Search code examples
browserjavascriptuserscripts

Loading html from a same-domain link via userscript


I'm working on a JS browser userscript (for use with Violentmonkey etc.) which is supposed to add the seller's registration location to ebay.de/sch/... (and other Ebay domains') search result pages, simply by loading that info from each search result's product page.
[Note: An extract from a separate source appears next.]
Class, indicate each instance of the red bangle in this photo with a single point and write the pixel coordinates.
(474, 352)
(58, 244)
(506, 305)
I'm not very good at Javascript but I've had a friend write a function for me which takes an URL, makes a GET request and returns the html as a document (logging added by me):

  async function getUrlDocument(url) {
    console.log("url="+url)
    const response = await fetch(url,{headers:reqhead});
    if (response.ok)
    {
      var parser = new DOMParser();
      console.log("response URL="+await parser.parseFromString(await response, 'text/html').URL);
      return await parser.parseFromString(await response, 'text/html');
    }
    return null;
  }

The request headers look like this (I simply copied most of it from a normal browser request):

  const reqhead = {
    'Accept': 'text/html,application/xhtml+xml,application/xml;q=0.9,*/*;q=0.8',
    'X-Requested-With': 'XMLHttpRequest',
    'User-Agent': 'Mozilla/5.0 (Windows NT 10.0; Win64; x64; rv:109.0) Gecko/20100101 Firefox/118.0',
    'Host': 'www.ebay.de',
    'Referer': document.URL,
    'Cookie': document.cookie,
    'Sec-Fetch-Dest': 'document',
    'Sec-Fetch-Mode': 'navigate',
    'Sec-Fetch-Site':   'same-origin',
    'Sec-Fetch-User':   '?1',
    'TE':   'trailers',
    'Upgrade-Insecure-Requests': 1
  }

However, when testing it seems that the function consistently returns not the product page but rather just the search results page. Here's what the log says (parameter values redacted for privacy):

url=https://www.ebay.de/itm/184075911180?epid=[...]&hash=[...]
response URL=https://www.ebay.de/sch/i.html?_nkw=[search string]&_sacat=0&LH_TitleDesc=0&_odkw=[...]&_osacat=0

I don't understand why this happens, and neither does my friend. The /sch/ URL is just the page the script is running on. Why would the function return that instead of the one used in the fetch request?

My browser is Firefox.


Solution

  • So the URL being reported would be wrong even when the document is the correct one because the DOMParser wasn't given any URL, so parseFromString().URL returns the URL of the current page instead. But the returned URL doesn't really matter in my script, I was only using it for testing.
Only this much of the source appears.